From the above results, it is understood that a pressure-sensitive adhesive sheet in which the pressure-sensitive adhesive layer contains at least two colorants, the total light transmittance of the pressure-sensitive adhesive sheet is 5% or more, and the haze value of the pressure-sensitive adhesive layer is 20 or more can shield an adherend, and visual recognizability, in which the adherend can be inspected through the pressure-sensitive adhesive sheet, is obtained.

Specific examples of the present invention have been described above in detail, but these are merely examples and do not limit the claims. The techniques recited in the claims include various modifications and changes made to the specific examples illustrated above.

Description of the reference symbols

1. 230 adhesive sheet

1A adhesive surface, first adhesive surface

1B adhesive surface, second adhesive surface

21. Adhesive layer

21A adhesive surface, first adhesive surface

21B adhesive surface, second adhesive surface

31. 32 Release liner

41. First member

42. Second member

50. Structural body

100. Portable electronic device

200. Display device

220. Display unit

240. A support portion.

Claims

1. An adhesive sheet having an adhesive layer, wherein,

the adhesive layer comprises at least two colorants,

the total light transmittance of the adhesive sheet is 5% or more, and

the haze value of the adhesive layer is 20 or more.

2. The adhesive sheet according to claim 1, wherein the total light transmittance of the adhesive layer is 5% or more and 50% or less.

3. The adhesive sheet according to claim 1 or 2, wherein the total content of the colorants in the adhesive layer is less than 20 wt%.

4. The adhesive sheet according to any one of claims 1 to 3, wherein the adhesive layer comprises a black colorant as a first colorant and a metal oxide as a second colorant.

5. The adhesive sheet according to claim 4, wherein the weight ratio (C1/C2) of the amount C1 of the first colorant to the amount C2 of the second colorant is in the range of 0.003 to 0.30.

6. The adhesive sheet according to any one of claims 1 to 5, wherein the adhesive layer is an acrylic adhesive layer comprising an acrylic polymer as a base polymer.
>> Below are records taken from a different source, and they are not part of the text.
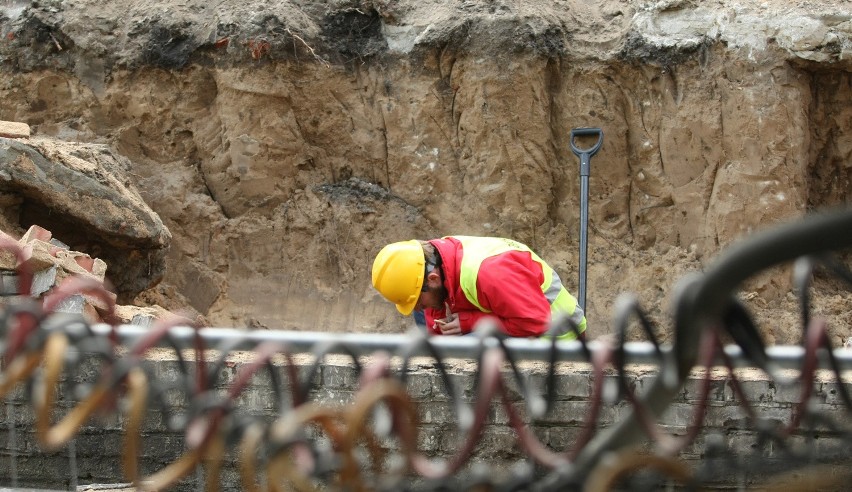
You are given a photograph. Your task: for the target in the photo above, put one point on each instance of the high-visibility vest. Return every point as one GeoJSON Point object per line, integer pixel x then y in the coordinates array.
{"type": "Point", "coordinates": [562, 304]}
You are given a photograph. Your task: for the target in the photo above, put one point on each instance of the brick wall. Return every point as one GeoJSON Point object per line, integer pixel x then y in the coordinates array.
{"type": "Point", "coordinates": [96, 451]}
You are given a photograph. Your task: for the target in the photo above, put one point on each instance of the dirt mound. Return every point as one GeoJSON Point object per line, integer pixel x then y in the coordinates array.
{"type": "Point", "coordinates": [282, 145]}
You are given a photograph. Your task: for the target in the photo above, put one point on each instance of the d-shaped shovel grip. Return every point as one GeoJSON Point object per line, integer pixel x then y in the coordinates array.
{"type": "Point", "coordinates": [586, 154]}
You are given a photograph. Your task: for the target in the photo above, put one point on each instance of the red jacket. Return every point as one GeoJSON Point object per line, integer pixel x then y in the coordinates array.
{"type": "Point", "coordinates": [508, 285]}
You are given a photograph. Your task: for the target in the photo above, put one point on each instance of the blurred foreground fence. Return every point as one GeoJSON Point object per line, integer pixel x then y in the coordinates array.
{"type": "Point", "coordinates": [182, 407]}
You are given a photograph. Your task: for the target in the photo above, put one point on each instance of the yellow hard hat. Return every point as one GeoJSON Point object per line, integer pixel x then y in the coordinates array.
{"type": "Point", "coordinates": [398, 273]}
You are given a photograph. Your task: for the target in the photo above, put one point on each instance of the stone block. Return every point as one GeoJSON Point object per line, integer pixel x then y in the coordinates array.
{"type": "Point", "coordinates": [419, 385]}
{"type": "Point", "coordinates": [334, 376]}
{"type": "Point", "coordinates": [573, 385]}
{"type": "Point", "coordinates": [14, 129]}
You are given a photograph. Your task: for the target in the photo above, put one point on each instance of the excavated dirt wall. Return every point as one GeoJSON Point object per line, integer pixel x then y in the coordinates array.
{"type": "Point", "coordinates": [283, 145]}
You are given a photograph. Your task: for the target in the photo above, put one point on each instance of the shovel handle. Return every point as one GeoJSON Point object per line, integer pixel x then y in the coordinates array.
{"type": "Point", "coordinates": [586, 154]}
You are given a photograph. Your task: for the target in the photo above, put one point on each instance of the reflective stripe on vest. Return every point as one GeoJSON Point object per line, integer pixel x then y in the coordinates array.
{"type": "Point", "coordinates": [478, 249]}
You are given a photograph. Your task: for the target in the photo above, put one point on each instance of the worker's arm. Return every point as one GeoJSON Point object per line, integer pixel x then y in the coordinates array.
{"type": "Point", "coordinates": [509, 285]}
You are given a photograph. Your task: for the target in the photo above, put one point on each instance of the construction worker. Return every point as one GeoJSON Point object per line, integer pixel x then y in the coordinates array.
{"type": "Point", "coordinates": [458, 280]}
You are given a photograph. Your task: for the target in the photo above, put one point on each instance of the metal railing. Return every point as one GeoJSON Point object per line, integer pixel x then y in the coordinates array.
{"type": "Point", "coordinates": [40, 347]}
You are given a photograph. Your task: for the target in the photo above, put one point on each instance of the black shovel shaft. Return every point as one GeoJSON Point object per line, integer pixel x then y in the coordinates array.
{"type": "Point", "coordinates": [585, 169]}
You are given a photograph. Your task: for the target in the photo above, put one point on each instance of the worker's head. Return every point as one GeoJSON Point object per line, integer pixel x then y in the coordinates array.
{"type": "Point", "coordinates": [408, 274]}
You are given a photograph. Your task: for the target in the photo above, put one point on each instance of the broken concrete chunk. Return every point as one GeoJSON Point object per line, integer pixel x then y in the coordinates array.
{"type": "Point", "coordinates": [8, 283]}
{"type": "Point", "coordinates": [43, 281]}
{"type": "Point", "coordinates": [72, 304]}
{"type": "Point", "coordinates": [8, 259]}
{"type": "Point", "coordinates": [14, 129]}
{"type": "Point", "coordinates": [36, 233]}
{"type": "Point", "coordinates": [39, 255]}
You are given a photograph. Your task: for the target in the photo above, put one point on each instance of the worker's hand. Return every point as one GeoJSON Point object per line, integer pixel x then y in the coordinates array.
{"type": "Point", "coordinates": [452, 327]}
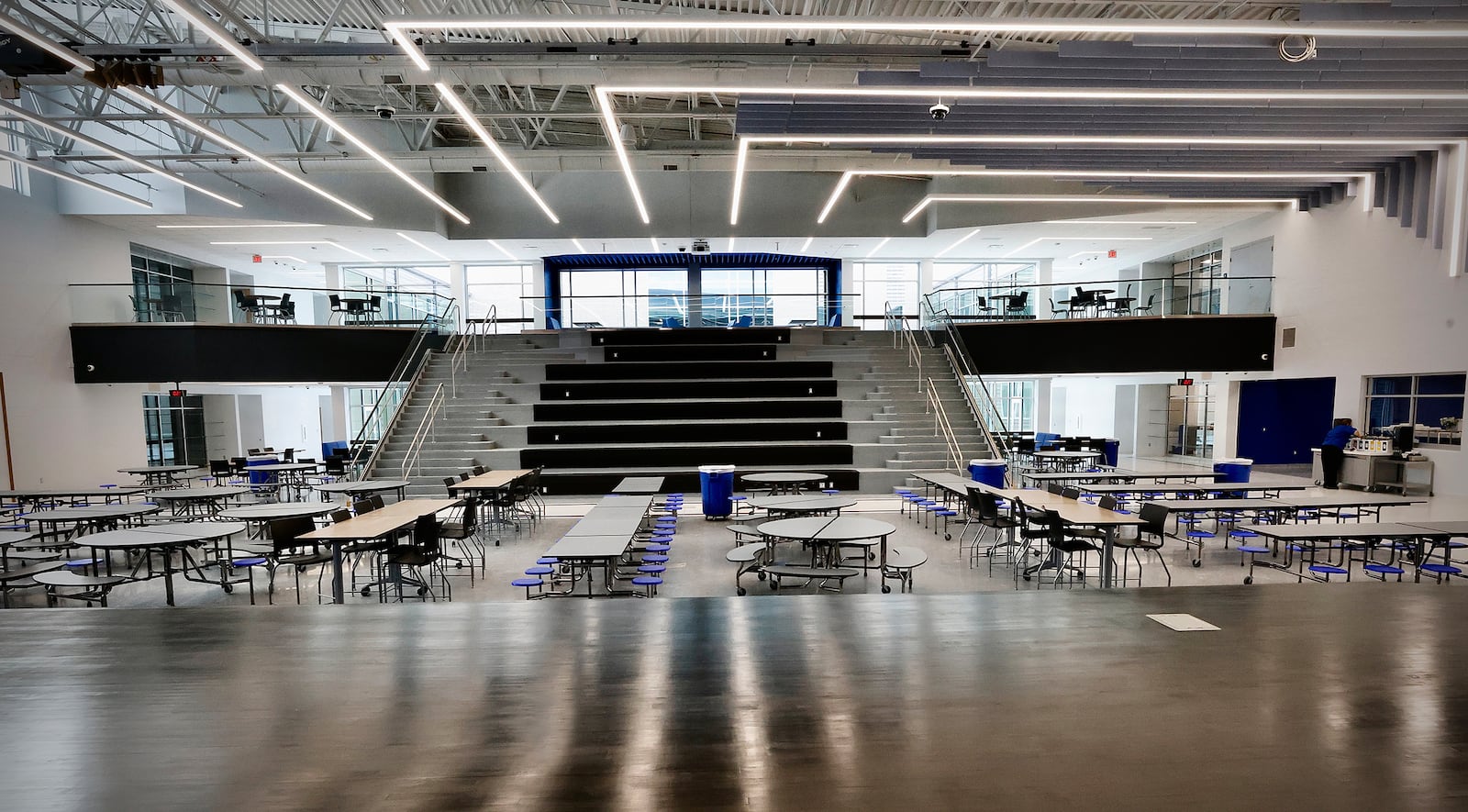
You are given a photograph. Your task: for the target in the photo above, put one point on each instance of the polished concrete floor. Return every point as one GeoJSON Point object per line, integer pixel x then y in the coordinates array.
{"type": "Point", "coordinates": [1308, 697]}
7. The adhesive sheet according to any one of claims 1 to 6, wherein the adhesive sheet has a 180-degree peel strength to a stainless steel plate of 12N/25mm or more as measured according to JIS Z0237.

8. The adhesive sheet according to any one of claims 1 to 7, wherein the adhesive sheet is a substrate-less double-sided adhesive sheet comprising the adhesive layer.

9. The adhesive sheet according to any one of claims 1 to 8, wherein the adhesive sheet is used for fixing a member in a portable electronic device.

10. A display device, the display device comprising: a support part and a display part including a cover member and an organic EL unit, wherein,

an adhesive sheet is adhered to the support portion,

the adhesive sheet has an adhesive layer containing at least two colorants,

the total light transmittance of the adhesive sheet is 5% or more, and

the haze value of the adhesive layer is 20 or more.

11. A structure having a metal member and an adhesive sheet covering at least a part of a surface of the metal member, wherein,

the adhesive sheet has an adhesive layer containing at least two colorants,

the adhesive sheet has a total light transmittance of 5% or more, and

the adhesive layer has a haze value of 20 or more.

12. An adhesive sheet with a light-transmitting member, the adhesive sheet with a light-transmitting member comprising: a double-sided adhesive-type adhesive sheet and a member having light transmittance, wherein,

one surface of the adhesive sheet is adhered to the light-transmitting member,

the adhesive sheet has an adhesive layer containing at least two colorants,

the total light transmittance of the adhesive sheet is 5% or more, and

the haze value of the adhesive layer is 20 or more.